Mythic Marfa: Why This Texas Town Is the Perfect Spot for Brooklyn Art-Lovers
It’s Friday night in Marfa and I’m at the Lost Horse Saloon getting schooled on the difference between a cowboy and a rancher by the tall, one-eyed cowboy who owns the place. Locals are gathered around the fire pit smoking and drinking beers while inside a band plays on a little stage draped with the Texas flag. A few minutes earlier, I was in the courtyard of Ballroom Marfa, the arts nonprofit behind the famous Prada Marfa installation, where people were watching trippy projections and nodding along to the tunes of the Bitchin Bajas. And before that, I was drinking a margarita and eating mac and cheese at the bar in Hotel Saint George, the sleek new boutique hotel in town, where I was staying for the weekend along with a crew of Abercrombie models and some fellow Brooklynites.
In some ways, I find this remote town of 2,000 people shockingly like Brooklyn. And then I’m brought back to reality by one of the many idiosyncratic characters here—like the aforementioned cowboy—who remind me that Marfa is, after all, in the desert of west Texas. There’s definitely some synergy between the two places, and plenty of reasons for Brooklynites to visit, the main one being the art scene. For fans of Donald Judd and his contemporaries, a trip to Marfa is like a pilgrimage to Mecca (and takes just about as long to get there). I’d been dreaming of going for months and found plenty to do when I arrived.
If you’ve seen Judd’s work in Soho and at Dia Beacon, you probably know that he moved to Marfa in the early seventies searching for more space. He founded the Chinati Foundation on an old army base and invited Dan Flavin and John Chamberlain to create permanent installations there, though it grew to include the work of twelve artists. I spent Saturday touring the exhibits and got a peek at the Robert Irwin installation opening in July with Jenny Moore, the foundation’s director, who moved to Marfa from Brooklyn. Explaining how she fell in love with Chinati, she said, “This is the opposite of the hermetically sealed, climate controlled, evenly lit, very tame environment that we’re so used to seeing art in. It was such an extraordinary revelation that there doesn’t need to be a separation between art and life. It can be part of the land and the climate and the buildings can be transformed.”
For a deeper understanding, I toured Judd’s house with a guide from the Judd Foundation and went back to Chinati on Sunday. Communing with Judd’s concrete works, I was amazed to find myself completely alone in that vast desert landscape. I spent the afternoon visiting Marfa’s small contemporary art galleries, including Inde/Jacobs, which sells Judd’s sketches, and Rule, a Denver-based gallery in a house where artists live.
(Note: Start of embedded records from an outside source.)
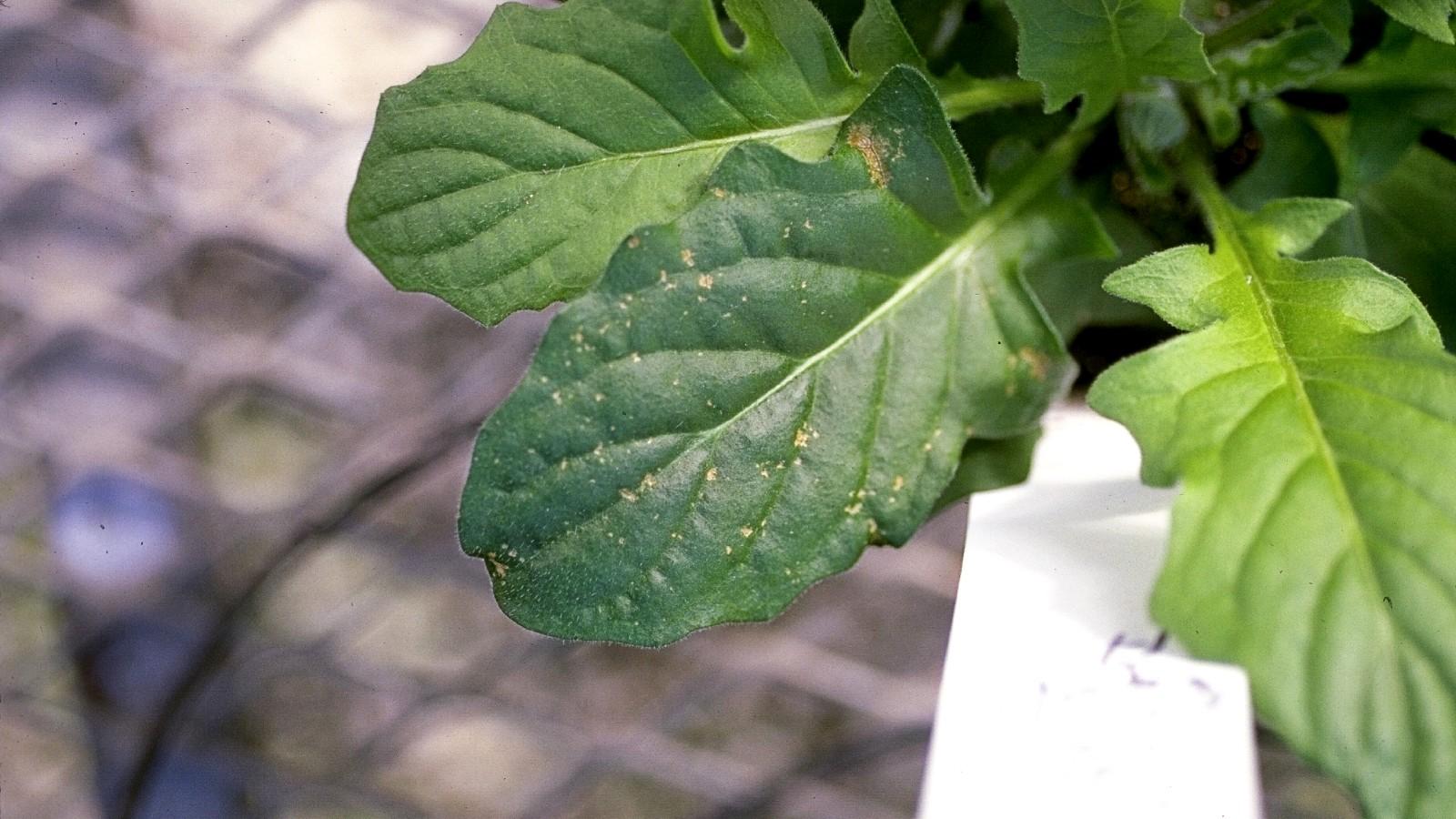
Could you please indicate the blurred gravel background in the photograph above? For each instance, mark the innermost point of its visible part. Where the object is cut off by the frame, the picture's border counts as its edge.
(229, 464)
(203, 385)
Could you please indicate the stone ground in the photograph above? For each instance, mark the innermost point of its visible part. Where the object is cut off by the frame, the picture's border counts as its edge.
(230, 453)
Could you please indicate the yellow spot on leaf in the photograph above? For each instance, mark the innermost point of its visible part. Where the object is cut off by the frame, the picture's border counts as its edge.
(1036, 360)
(873, 149)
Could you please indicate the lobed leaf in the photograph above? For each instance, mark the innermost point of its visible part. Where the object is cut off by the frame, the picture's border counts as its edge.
(762, 388)
(1098, 48)
(502, 181)
(1400, 222)
(1431, 18)
(1309, 413)
(1400, 89)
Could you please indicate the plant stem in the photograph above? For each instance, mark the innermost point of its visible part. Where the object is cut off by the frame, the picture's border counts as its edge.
(1257, 21)
(977, 95)
(1205, 188)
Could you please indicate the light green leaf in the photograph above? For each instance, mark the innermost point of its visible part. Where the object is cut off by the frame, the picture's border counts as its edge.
(1401, 222)
(754, 392)
(1098, 48)
(1309, 413)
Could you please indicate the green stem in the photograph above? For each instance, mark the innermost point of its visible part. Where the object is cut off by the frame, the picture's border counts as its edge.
(1206, 191)
(977, 95)
(1257, 21)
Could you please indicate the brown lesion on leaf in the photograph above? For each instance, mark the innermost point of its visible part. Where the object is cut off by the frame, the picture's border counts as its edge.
(1036, 360)
(495, 566)
(874, 149)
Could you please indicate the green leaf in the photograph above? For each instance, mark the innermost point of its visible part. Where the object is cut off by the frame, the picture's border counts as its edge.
(1401, 222)
(1431, 18)
(1149, 121)
(502, 181)
(1266, 67)
(1293, 159)
(754, 392)
(1309, 413)
(1395, 92)
(990, 464)
(1097, 48)
(1070, 288)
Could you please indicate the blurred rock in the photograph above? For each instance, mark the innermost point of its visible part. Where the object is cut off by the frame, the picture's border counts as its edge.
(466, 761)
(259, 450)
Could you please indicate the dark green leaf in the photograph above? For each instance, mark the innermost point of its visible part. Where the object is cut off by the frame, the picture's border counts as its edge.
(1395, 92)
(1431, 18)
(759, 389)
(504, 179)
(1309, 413)
(1097, 48)
(990, 464)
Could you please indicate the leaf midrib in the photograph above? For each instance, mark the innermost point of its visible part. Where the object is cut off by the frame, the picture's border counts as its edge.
(1227, 232)
(1047, 171)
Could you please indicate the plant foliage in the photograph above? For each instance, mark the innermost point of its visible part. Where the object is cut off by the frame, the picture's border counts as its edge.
(798, 322)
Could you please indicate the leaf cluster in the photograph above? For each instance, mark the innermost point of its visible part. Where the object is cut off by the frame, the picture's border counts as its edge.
(798, 322)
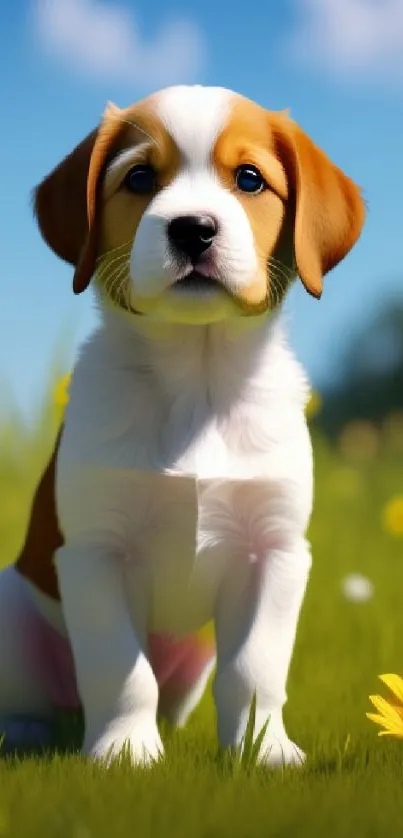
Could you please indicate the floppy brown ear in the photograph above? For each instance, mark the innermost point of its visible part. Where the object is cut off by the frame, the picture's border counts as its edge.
(329, 209)
(66, 203)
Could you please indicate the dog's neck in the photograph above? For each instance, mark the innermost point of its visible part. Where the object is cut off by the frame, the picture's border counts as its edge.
(217, 359)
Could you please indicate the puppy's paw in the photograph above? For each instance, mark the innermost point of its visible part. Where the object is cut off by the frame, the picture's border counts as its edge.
(279, 750)
(140, 743)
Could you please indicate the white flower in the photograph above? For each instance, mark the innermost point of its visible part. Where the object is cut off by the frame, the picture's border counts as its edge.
(357, 588)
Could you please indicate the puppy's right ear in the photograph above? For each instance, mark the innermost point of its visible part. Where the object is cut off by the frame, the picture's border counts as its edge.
(67, 205)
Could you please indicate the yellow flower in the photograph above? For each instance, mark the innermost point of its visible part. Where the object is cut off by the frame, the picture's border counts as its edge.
(390, 712)
(61, 391)
(314, 405)
(393, 515)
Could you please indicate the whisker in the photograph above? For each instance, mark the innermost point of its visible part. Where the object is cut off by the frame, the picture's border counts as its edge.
(113, 281)
(134, 125)
(114, 250)
(108, 265)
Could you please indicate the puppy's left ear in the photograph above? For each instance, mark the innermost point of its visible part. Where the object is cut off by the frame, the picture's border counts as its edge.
(66, 203)
(329, 209)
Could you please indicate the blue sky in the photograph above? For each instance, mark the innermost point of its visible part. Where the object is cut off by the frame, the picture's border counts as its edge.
(338, 64)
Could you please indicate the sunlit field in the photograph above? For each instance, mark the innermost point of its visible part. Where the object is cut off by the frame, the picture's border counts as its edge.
(351, 631)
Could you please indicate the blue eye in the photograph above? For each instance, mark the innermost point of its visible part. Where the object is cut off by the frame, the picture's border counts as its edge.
(140, 180)
(249, 179)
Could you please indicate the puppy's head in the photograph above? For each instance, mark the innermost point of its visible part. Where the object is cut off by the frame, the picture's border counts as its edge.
(197, 204)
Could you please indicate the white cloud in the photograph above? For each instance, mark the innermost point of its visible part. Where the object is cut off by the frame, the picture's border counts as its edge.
(102, 39)
(356, 38)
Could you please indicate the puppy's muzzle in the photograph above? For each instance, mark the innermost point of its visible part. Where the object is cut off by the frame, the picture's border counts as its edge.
(192, 235)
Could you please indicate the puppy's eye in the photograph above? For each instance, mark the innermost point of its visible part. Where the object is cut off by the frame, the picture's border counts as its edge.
(140, 180)
(249, 179)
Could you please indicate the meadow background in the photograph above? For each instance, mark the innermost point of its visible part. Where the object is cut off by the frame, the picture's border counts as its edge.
(339, 65)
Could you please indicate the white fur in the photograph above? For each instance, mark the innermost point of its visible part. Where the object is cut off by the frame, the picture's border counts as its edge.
(194, 117)
(197, 493)
(184, 480)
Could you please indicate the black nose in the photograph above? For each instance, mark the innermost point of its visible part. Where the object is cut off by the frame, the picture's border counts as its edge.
(192, 234)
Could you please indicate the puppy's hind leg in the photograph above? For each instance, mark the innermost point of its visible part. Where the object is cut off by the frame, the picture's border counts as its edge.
(25, 709)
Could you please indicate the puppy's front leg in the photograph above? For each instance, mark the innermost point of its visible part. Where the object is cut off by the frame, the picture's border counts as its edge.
(256, 623)
(117, 686)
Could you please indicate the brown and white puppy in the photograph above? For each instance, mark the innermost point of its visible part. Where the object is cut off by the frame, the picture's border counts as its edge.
(180, 488)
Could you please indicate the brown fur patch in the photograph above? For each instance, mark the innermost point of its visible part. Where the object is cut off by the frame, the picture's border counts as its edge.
(311, 215)
(69, 204)
(43, 538)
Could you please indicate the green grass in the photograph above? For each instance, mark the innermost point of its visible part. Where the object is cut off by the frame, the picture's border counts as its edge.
(353, 781)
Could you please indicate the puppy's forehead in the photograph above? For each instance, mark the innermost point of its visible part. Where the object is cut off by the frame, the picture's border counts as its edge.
(194, 117)
(197, 124)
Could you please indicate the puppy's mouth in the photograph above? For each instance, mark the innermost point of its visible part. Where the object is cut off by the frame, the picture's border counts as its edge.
(197, 283)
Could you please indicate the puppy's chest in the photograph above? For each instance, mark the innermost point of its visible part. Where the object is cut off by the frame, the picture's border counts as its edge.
(198, 502)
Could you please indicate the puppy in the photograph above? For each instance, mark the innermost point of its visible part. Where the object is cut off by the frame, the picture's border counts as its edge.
(180, 487)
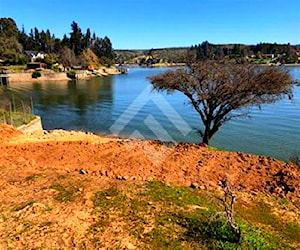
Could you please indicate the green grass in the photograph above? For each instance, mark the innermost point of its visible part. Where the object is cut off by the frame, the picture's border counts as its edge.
(15, 118)
(179, 196)
(177, 219)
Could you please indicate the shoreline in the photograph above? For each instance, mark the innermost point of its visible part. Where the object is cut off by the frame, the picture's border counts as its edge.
(62, 76)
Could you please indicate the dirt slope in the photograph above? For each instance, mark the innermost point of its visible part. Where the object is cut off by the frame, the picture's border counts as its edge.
(146, 160)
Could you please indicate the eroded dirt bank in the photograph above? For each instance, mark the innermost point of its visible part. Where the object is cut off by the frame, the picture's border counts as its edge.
(183, 164)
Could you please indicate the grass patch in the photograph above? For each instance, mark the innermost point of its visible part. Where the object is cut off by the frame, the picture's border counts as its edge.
(65, 194)
(163, 217)
(109, 199)
(179, 196)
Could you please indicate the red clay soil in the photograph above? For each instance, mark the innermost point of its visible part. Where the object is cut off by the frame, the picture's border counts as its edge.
(181, 164)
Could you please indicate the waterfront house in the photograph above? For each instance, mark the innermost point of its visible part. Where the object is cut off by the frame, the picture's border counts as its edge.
(34, 55)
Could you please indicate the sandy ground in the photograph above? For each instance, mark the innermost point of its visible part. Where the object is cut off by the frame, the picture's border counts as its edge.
(181, 164)
(35, 169)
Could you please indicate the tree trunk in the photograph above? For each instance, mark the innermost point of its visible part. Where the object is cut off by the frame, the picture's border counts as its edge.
(206, 136)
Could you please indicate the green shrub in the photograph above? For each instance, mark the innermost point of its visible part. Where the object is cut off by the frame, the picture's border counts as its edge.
(36, 74)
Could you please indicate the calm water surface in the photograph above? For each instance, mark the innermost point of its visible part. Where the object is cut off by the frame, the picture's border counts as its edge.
(94, 105)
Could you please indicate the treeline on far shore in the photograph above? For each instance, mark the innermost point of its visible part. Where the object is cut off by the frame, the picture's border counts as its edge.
(87, 50)
(17, 47)
(262, 53)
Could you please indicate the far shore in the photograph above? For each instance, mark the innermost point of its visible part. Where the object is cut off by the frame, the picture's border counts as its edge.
(62, 76)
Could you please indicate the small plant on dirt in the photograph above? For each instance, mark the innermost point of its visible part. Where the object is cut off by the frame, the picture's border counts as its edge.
(228, 213)
(65, 194)
(36, 74)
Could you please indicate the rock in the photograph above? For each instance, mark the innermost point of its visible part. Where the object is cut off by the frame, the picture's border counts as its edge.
(194, 185)
(81, 171)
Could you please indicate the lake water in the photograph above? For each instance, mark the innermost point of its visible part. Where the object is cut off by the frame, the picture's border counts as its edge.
(124, 105)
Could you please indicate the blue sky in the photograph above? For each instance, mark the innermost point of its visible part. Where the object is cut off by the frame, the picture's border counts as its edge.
(164, 23)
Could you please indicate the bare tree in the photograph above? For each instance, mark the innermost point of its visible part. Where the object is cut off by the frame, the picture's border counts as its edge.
(216, 89)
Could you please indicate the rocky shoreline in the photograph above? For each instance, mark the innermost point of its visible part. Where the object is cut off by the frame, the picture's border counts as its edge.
(53, 76)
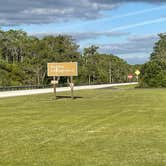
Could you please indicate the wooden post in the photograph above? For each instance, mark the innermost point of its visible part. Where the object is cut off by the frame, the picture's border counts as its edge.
(54, 85)
(72, 87)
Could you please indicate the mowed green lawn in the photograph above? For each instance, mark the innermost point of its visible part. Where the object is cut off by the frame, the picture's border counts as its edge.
(107, 127)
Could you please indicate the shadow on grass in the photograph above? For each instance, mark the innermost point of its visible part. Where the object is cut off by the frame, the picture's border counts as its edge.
(68, 97)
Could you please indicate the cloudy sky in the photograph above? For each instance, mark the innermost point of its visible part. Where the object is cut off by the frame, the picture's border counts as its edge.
(127, 28)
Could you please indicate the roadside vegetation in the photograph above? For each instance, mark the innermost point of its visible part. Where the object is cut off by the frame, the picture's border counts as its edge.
(100, 127)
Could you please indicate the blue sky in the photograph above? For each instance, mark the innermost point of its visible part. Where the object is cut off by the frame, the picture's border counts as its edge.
(127, 30)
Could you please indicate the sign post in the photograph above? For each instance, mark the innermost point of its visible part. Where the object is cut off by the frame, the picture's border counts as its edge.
(66, 69)
(137, 72)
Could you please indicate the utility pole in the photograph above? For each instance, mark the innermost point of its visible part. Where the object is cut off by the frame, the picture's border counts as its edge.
(110, 72)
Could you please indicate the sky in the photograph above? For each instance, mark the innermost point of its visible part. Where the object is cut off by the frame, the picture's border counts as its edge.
(126, 28)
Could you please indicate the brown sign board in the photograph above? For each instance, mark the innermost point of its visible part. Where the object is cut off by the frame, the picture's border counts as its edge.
(62, 69)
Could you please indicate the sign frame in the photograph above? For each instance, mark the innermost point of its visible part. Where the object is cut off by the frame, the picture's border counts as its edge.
(66, 69)
(62, 69)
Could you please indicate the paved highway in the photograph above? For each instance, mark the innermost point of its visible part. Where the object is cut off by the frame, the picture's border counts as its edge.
(61, 89)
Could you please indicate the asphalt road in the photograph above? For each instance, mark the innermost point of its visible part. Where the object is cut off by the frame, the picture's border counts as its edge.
(61, 89)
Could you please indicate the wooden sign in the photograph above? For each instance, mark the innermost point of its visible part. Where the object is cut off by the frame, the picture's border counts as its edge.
(62, 69)
(130, 76)
(137, 72)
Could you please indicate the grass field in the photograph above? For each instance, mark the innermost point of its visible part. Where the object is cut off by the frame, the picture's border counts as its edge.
(108, 127)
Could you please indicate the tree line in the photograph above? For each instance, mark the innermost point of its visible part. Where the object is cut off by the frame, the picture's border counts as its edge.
(153, 73)
(23, 60)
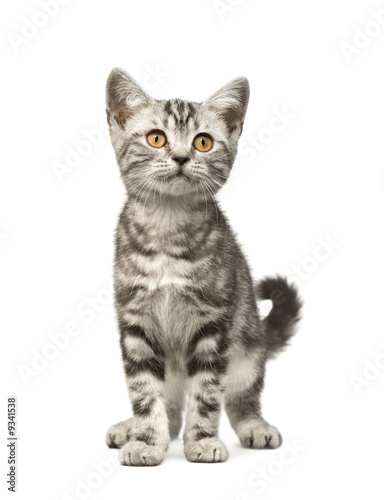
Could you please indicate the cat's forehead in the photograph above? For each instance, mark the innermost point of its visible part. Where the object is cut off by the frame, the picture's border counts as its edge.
(180, 114)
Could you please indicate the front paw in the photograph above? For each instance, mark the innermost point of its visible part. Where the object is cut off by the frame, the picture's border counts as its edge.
(119, 433)
(258, 434)
(140, 453)
(207, 450)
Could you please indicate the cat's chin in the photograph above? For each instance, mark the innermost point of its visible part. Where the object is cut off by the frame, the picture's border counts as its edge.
(178, 185)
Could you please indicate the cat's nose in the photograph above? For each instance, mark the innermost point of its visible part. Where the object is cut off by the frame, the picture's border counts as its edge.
(181, 160)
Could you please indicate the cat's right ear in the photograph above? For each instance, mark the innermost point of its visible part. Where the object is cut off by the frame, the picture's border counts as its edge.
(124, 97)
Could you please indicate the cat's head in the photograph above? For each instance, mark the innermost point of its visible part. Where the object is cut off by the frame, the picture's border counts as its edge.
(174, 147)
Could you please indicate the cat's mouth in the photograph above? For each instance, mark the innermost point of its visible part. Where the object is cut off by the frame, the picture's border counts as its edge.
(180, 175)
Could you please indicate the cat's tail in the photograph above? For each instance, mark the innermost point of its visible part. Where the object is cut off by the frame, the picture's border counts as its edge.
(280, 324)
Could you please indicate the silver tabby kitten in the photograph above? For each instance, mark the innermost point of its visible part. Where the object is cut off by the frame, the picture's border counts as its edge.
(185, 299)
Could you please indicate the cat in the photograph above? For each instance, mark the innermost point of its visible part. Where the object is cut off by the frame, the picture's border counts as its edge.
(185, 300)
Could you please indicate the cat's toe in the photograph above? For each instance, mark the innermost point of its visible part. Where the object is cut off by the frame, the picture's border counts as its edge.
(258, 434)
(118, 434)
(207, 450)
(138, 453)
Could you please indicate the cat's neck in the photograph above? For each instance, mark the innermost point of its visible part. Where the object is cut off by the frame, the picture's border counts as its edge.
(165, 216)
I browsed the Marfa Book Company in Hotel Saint George and chatted with Tim Johnson, who runs it and plans readings, performances, and other cultural events there.
In the evening, I joined Taylor Livingston, the hotel’s Marketing and Events Coordinator, and Allison Josefowitz, the Director of Rooms, for nachos at Planet Marfa, a chill beer garden with a teepee. They were my unofficial guides, taking me around to the town’s quirky spots, including the very surreal Museum of Electronic Wonders & Late Night Grilled Cheese Parlour, filled with vintage TVs and obsolete computers with nineties trivia games you can play.
I spent my last night at the Brite Building—a huge two-bedroom, two-and-a-half bathroom apartment associated with El Cosmico, Austin-based hotelier Liz Lambert’s collection of teepees, tents, refurbished airstream trailers, and yurts that hosts the annual Trans-Pecos Festival of Music + Love. I left on Monday morning satisfied, but feeling that I’d only scratched the surface. I’ll have to return.